Presentation (CTI)

OBJECTIVES: Paroxysmal nocturnal hemoglobinuria (PNH) is an ultra-rare hematological disease characterized by chronic hemolytic anemia. In Brazil's private healthcare system, the standard of care is C5 inhibitors (C5i), with ravulizumab as the only option on the mandatory coverage list. Iptacopan is an oral factor B inhibitor used as monotherapy, and its efficacy in complement-inhibitor naïve patients was evaluated in the phase 3 trial APPOINT-PNH. This study evaluated the cost-utility of iptacopan versus C5i (eculizumab, ravulizumab, crovalimab) in treatment-naïve PNH patients.
METHODS: A semi-Markov model simulated the clinical course of PNH in health states for transfusion avoidance (with and without anemia), transfusion dependence, and death, over a lifetime horizon. Efficacy data for iptacopan were derived from APPOINT-PNH, while eculizumab/ravulizumab efficacy data were sourced from APPEX. Safety data for eculizumab/ravulizumab were obtained from Study 301. C5i parameters were used as a proxy for crovalimab, except for breakthrough hemolysis rates from COMMODORE-2. Health state utilities were derived from pivotal phase 3 trials of iptacopan. Direct medical costs, including drug list price, administration, prophylaxis, transfusion, and disease monitoring, were sourced from publicly available data and converted to USD. Model robustness was assessed using one-way sensitivity analysis and probabilistic sensitivity analysis.

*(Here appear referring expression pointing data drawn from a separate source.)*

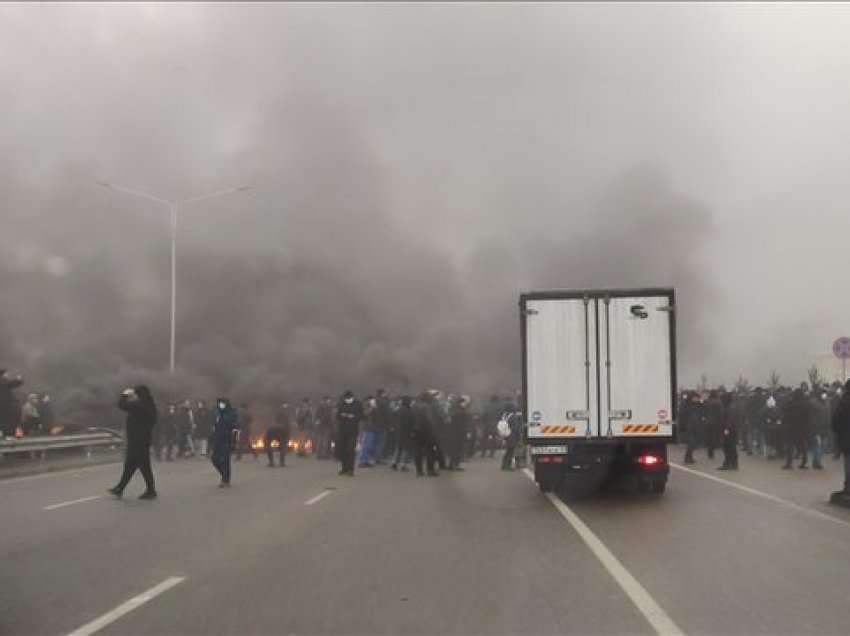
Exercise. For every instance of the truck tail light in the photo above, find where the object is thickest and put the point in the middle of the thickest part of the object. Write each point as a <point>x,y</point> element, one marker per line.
<point>648,459</point>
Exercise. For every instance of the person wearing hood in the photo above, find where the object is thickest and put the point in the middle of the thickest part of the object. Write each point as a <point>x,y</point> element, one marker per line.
<point>8,403</point>
<point>797,428</point>
<point>771,424</point>
<point>425,422</point>
<point>324,428</point>
<point>404,432</point>
<point>370,433</point>
<point>729,422</point>
<point>141,420</point>
<point>841,428</point>
<point>279,430</point>
<point>349,414</point>
<point>514,419</point>
<point>226,423</point>
<point>460,421</point>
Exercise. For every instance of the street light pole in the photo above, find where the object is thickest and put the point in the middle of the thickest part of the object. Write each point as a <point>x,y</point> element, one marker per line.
<point>173,207</point>
<point>173,282</point>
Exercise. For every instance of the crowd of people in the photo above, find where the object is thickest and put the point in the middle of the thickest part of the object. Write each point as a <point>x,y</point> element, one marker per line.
<point>33,416</point>
<point>799,425</point>
<point>432,431</point>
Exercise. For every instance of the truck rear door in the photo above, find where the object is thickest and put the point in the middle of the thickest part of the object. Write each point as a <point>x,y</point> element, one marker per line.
<point>636,352</point>
<point>561,368</point>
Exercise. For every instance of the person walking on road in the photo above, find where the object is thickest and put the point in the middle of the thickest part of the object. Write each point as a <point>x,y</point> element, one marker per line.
<point>141,420</point>
<point>841,428</point>
<point>226,421</point>
<point>349,414</point>
<point>514,420</point>
<point>8,403</point>
<point>404,432</point>
<point>424,434</point>
<point>278,431</point>
<point>729,420</point>
<point>796,426</point>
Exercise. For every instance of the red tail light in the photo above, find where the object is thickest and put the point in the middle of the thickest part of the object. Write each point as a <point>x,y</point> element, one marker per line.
<point>650,460</point>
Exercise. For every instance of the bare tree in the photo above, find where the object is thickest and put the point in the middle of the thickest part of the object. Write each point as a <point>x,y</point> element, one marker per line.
<point>742,385</point>
<point>815,378</point>
<point>773,381</point>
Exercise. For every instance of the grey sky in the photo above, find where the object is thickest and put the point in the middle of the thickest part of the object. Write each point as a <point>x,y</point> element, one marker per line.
<point>431,153</point>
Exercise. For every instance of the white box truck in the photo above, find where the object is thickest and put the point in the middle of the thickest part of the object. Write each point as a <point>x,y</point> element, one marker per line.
<point>599,385</point>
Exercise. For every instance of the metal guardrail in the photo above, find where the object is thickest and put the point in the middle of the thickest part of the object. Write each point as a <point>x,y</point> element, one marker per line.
<point>42,444</point>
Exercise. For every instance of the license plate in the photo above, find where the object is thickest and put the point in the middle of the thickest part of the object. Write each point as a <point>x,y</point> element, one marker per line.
<point>548,450</point>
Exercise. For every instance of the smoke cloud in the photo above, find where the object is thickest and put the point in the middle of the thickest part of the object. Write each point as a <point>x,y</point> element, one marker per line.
<point>413,169</point>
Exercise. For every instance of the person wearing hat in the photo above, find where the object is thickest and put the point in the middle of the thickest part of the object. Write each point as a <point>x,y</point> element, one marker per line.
<point>141,419</point>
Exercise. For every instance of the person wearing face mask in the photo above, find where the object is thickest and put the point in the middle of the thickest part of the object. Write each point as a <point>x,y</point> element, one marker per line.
<point>349,414</point>
<point>226,423</point>
<point>141,419</point>
<point>203,427</point>
<point>771,423</point>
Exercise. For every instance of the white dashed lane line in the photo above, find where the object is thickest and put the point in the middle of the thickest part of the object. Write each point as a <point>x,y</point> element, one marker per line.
<point>128,606</point>
<point>646,605</point>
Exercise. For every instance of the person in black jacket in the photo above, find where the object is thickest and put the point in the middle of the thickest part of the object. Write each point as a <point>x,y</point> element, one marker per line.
<point>729,431</point>
<point>404,433</point>
<point>349,414</point>
<point>9,415</point>
<point>796,427</point>
<point>141,419</point>
<point>424,433</point>
<point>460,421</point>
<point>841,428</point>
<point>225,429</point>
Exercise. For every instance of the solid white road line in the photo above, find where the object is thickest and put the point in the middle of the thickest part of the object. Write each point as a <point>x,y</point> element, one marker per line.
<point>764,495</point>
<point>127,607</point>
<point>71,503</point>
<point>317,498</point>
<point>647,606</point>
<point>57,473</point>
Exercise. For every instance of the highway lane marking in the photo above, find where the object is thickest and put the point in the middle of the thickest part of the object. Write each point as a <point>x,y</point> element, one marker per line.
<point>127,607</point>
<point>56,473</point>
<point>763,495</point>
<point>72,502</point>
<point>657,617</point>
<point>317,498</point>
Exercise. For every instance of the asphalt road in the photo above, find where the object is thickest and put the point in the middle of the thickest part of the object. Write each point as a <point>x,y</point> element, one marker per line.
<point>302,550</point>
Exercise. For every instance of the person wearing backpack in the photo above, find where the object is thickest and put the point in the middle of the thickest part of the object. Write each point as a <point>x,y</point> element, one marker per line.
<point>511,423</point>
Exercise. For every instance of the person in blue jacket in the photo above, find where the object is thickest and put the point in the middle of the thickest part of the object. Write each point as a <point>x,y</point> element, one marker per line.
<point>224,429</point>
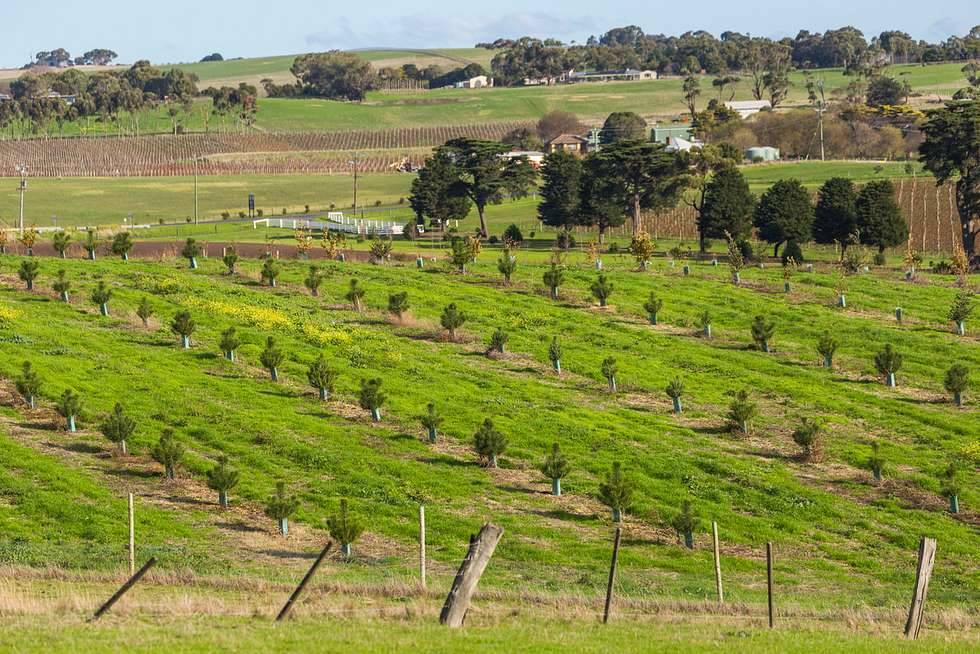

RESULTS: Iptacopan dominated all comparators, achieving the highest total QALYs (13.429). Iptacopan provided QALY gains of 1.894 and cost savings of USD 833,647 versus eculizumab; 1.879 QALYs gains and USD 656,181 savings versus ravulizumab; and 1.896 QALYs gains with USD 3,802 in cost-savings versus crovalimab. The key drivers of the results were drug acquisition costs.
CONCLUSIONS: Iptacopan is an oral monotherapy and cost-saving alternative to C5i for complement inhibitor-naïve PNH patients in the Brazilian private healthcare system.